Но представлять себе ход сражения под Дрезденом нам полезно, ибо его исход определил дальнейшие события и участие в них Ермолова.
«Под Дрезденом неприятель предпринял атаку на оба крыла союзной армии и занял Корбиц и Зейдниц. Австрийский генерал-майор Д. Андрасси убит. Смертельно ранен ехавший возле императора Александра I дивизионный генерал Моро. Австрийская дивизия фельдмаршал а-лейтенанта Л. Меско у д. Плауэн была отрезана неприятелем <…> и сдалась в плен в полном составе. В плен взяты фельдмаршал-лейтенант Меско и генерал-майор Ф. Сечен. Вечером маршал Ней с молодой гвардией предпринял нападение на правый фланг союзников и захватил Лейбниц. Фельдмаршал князь К. Ф. Шварценберг (главнокомандующий союзной армией. — Я. Г.), видя полный разгром своего левого крыла и узнав о появлении в своем тылу корпуса дивизионного генерала Д. Ж. Вандама, приказал всей армии отступать»[56].
Это было третье поражение союзников, причем чреватое самыми тяжкими последствиями.
Отброшенная от Дрездена союзная армия должна была отступать по гористой местности, по узким долинам. Если бы Наполеону удалось заблокировать выход армии на свободное пространство близ города Кульм, то русские, австрийцы и пруссаки оказывались в ловушке. Обеспечить возможность выхода армии из горных дефиле должны были 2-й корпус принца Евгения Вюртембергского и 1-я гвардейская дивизия Ермолова[57]. Начальство над этим сводным отрядом поручено было генерал-лейтенанту графу Остерману-Толстому.

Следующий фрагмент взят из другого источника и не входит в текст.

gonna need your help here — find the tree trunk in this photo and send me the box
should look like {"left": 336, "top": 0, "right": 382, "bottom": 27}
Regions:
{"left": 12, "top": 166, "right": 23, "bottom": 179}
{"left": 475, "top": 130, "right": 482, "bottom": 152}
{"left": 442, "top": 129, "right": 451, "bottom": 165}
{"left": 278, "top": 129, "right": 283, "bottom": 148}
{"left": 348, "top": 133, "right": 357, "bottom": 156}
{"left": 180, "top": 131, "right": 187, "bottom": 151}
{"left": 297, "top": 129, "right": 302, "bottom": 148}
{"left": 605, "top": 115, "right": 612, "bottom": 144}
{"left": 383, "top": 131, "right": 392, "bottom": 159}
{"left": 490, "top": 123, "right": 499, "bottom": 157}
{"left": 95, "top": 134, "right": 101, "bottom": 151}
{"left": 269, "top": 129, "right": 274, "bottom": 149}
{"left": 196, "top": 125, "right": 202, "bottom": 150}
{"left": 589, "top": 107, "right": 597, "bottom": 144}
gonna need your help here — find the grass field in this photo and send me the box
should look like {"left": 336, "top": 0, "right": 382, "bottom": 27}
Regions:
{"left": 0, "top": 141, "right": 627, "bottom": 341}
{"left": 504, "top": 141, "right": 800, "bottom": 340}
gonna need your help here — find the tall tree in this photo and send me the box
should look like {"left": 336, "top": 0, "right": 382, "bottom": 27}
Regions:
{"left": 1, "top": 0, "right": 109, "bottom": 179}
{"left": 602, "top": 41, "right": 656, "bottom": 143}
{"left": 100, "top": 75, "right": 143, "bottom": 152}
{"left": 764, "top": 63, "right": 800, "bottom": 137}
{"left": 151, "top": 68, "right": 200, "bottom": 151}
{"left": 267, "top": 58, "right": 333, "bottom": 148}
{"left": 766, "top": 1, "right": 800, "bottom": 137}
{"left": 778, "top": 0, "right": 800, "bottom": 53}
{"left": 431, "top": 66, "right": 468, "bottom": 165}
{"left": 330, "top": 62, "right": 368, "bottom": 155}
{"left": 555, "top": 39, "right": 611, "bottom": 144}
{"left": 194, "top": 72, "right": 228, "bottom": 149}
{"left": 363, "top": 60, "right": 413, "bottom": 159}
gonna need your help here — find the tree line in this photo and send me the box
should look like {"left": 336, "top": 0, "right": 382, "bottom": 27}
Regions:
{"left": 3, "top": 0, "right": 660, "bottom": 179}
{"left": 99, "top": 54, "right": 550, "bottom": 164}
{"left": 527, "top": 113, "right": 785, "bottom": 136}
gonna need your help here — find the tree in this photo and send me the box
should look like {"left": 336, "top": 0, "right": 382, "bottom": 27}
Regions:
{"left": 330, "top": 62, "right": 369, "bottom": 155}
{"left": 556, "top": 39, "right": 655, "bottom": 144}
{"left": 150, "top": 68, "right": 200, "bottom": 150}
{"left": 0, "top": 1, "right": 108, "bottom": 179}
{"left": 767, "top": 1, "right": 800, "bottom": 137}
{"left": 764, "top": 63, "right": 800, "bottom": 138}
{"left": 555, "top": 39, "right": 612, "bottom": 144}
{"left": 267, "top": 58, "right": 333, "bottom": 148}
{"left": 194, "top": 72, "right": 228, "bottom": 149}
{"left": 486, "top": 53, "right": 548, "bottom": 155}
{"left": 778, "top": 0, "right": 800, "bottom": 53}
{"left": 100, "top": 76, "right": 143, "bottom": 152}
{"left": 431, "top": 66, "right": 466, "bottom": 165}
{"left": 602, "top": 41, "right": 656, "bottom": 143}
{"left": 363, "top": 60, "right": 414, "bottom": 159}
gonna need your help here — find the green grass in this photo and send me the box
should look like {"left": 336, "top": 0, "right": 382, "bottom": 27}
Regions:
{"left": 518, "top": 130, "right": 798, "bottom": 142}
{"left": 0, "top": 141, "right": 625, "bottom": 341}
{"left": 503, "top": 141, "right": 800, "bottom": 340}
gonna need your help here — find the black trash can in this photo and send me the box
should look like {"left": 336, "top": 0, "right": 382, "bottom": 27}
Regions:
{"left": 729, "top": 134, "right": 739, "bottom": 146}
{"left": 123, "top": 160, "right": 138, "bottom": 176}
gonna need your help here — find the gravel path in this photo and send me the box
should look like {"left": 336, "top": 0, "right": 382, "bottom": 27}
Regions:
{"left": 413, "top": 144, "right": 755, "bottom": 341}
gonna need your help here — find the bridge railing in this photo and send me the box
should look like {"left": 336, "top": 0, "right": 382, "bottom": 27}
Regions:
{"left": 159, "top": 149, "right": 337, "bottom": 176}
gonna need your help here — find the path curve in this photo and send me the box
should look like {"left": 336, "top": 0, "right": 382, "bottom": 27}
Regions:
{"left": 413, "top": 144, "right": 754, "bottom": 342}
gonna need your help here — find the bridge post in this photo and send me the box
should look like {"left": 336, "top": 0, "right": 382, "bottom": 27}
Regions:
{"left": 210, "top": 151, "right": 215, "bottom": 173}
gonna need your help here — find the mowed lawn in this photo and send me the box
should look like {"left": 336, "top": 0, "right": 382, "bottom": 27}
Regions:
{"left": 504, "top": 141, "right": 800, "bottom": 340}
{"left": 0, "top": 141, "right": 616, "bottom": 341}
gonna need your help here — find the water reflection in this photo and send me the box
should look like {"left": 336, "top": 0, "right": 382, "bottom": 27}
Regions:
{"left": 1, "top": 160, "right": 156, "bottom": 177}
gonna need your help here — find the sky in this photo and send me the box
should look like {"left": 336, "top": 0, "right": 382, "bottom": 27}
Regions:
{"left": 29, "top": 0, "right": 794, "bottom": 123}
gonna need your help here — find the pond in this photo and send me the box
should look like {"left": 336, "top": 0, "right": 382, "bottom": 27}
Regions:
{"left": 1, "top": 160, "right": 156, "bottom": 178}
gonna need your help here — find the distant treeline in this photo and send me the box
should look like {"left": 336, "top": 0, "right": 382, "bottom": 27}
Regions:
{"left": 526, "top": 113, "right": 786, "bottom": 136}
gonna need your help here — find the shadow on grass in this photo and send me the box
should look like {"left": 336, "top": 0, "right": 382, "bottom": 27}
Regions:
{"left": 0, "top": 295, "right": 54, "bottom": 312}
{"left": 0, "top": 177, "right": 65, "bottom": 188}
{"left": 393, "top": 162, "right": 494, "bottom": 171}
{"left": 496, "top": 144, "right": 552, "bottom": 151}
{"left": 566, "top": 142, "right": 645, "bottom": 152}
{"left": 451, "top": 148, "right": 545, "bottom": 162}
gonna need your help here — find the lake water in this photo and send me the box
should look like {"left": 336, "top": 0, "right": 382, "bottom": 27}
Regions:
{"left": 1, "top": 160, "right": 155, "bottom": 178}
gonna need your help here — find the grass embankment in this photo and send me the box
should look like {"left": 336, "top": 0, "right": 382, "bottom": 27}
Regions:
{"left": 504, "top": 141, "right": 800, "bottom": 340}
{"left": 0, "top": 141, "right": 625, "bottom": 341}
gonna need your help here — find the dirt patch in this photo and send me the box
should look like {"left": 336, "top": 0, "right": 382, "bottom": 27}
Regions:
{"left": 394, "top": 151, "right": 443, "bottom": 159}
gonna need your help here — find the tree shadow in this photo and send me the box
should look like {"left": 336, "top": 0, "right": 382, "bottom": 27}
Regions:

Барклаю де Толли, отправившему Остермана и Ермолова на подкрепление 2-го корпуса, было понятно, сколь сложную задачу ставит он перед этими двумя генералами, известными своей неустрашимостью и готовностью стоять до конца в любых обстоятельствах. Есть свидетельство, что, напутствуя Остермана, он сказал ему: «Вы найдете там перед Кенигштейном принца Евгения с семью баталионами. Идите на смерть. Вы не получите подкреплений».